Every day, nearly 34,000 people are forcibly displaced as a result of war, conflict or persecution. Globally, more than 65 million people have been forced from their homes and about 21 million of these are refugees, over half of whom are under the age of 18. About 80% of these refugees, over 16 million, are under UNHCR (the UN Refugee Agency) mandate, and fully 5.2 million Palestinians are refugees registered by UNRWA (United Nations Relief and Works Agency for Palestine Refugees in the Near East). Approximately 10 million persons are stateless and denied access to basic rights such as education, healthcare, employment and freedom of movement. Currently, more than half of the world’s refugees are from three countries: Syria, Afghanistan, and Somalia (UNHCR, 2017). The major receiving countries are Turkey, Pakistan, Lebanon, Iran, Ethiopia, and Jordan. Despite all of the popular media attention to waves of refugees, only 17% of those displaced reach Europe; 56% remain in Africa and the Middle East.
Behind every number in the UNHCR statistics there is an individual story of someone forced to uproot and move due to war, conflict, persecution, and hardship—and, for many, this situation has led to persistent displacement and uncertainty in “temporary” situations that now span generations. We know that being an asylum seeker, refugee, or forcibly displaced has a profound impact on mental health, with an increased risk of developing common psychiatric disorders, such as, depression, anxiety, post-traumatic stress disorder (PTSD), psychotic disorders as well as disabling symptoms of psychosocial stress (Hassan, et al., 2015; 2016). In addition, there is often poor access to mental health care and a lack of funding for mental health promotion strategies addressing the special needs of asylum seekers, refugees, and other displaced persons.

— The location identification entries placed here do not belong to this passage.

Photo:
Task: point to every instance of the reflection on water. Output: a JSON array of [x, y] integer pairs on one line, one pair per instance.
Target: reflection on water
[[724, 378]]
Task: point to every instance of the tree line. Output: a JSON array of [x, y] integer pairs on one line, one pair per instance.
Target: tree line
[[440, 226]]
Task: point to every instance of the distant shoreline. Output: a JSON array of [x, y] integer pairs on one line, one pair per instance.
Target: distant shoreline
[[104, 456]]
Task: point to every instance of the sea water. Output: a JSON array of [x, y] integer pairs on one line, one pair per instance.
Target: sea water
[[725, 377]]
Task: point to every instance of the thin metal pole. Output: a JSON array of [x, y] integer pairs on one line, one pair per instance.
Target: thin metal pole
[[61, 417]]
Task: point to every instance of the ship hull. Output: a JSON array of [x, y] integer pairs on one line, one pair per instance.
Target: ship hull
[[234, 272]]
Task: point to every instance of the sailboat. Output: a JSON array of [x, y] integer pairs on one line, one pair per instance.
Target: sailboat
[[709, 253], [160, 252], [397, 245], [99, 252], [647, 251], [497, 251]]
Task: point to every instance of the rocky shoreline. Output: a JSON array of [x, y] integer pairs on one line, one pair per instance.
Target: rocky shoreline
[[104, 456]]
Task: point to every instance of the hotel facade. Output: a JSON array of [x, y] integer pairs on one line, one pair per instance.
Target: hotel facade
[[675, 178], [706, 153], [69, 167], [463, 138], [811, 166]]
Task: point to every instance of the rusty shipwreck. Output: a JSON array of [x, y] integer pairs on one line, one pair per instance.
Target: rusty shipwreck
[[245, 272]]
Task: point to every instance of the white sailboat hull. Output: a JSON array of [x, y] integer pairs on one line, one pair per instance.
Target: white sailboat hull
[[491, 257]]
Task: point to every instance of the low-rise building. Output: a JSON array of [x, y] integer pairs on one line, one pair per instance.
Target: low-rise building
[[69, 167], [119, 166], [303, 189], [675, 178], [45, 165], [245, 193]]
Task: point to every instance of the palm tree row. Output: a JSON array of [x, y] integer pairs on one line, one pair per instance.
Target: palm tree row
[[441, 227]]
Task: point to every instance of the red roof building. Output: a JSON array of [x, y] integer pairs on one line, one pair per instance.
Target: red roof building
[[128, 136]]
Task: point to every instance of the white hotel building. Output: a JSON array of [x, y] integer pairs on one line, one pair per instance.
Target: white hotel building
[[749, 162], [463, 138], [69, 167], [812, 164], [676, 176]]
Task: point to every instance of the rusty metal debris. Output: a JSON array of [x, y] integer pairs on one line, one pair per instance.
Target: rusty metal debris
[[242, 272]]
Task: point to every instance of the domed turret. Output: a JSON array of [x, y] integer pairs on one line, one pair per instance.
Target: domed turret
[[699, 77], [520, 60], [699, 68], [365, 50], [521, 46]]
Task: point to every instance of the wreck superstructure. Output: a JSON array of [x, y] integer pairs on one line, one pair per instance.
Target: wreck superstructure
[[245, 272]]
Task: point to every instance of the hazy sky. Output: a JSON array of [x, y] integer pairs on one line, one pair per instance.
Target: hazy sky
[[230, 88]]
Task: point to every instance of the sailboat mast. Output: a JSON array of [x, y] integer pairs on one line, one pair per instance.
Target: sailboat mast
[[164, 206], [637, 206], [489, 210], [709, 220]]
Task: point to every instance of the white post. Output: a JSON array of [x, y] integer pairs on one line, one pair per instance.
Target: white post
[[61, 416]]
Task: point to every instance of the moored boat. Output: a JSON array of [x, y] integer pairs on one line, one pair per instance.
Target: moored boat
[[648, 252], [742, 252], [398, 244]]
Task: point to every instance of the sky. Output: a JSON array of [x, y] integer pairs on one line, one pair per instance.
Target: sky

The number of people seeking refugee status in Europe has soared over recent years with a peak in 2015.Waves of refugees continue to search desperately for sanctuary by crossing the Mediterranean, a perilous journey that already has cost thousands of lives. European countries have responded with joint efforts which increasingly aim to close their borders to refugees—with the notable exception of Germany, which as of late 2017 is still receiving large numbers of asylum seekers. With blocked borders to much of Europe, many refugees are stuck in countries like Greece and Italy. Recent reports from the European Union Agency for Fundamental Rights (2017) note that living conditions in the EU reception centers remain poor. In addition to unfair treatment at border zones in some places, practical and legal barriers to receiving health care, poorly resourced child protection services, and fragile relationships with local communities are aggravated by incidents of racism and discrimination. In parallel to the social strains in European countries marked by the rise of populist and protectionist policies and hostility towards refugees, there have been major efforts within several countries, communities, and the civil sector to promote a humanitarian response to people seeking protection from war and persecution. While 18 European countries currently fund and promote health education and staff training on cultural awareness (Priebe et al., 2016), at present, there are no routine systems in place on a regional or national basis for documenting the mental health care services used by refugees, asylum seekers, and irregular migrants.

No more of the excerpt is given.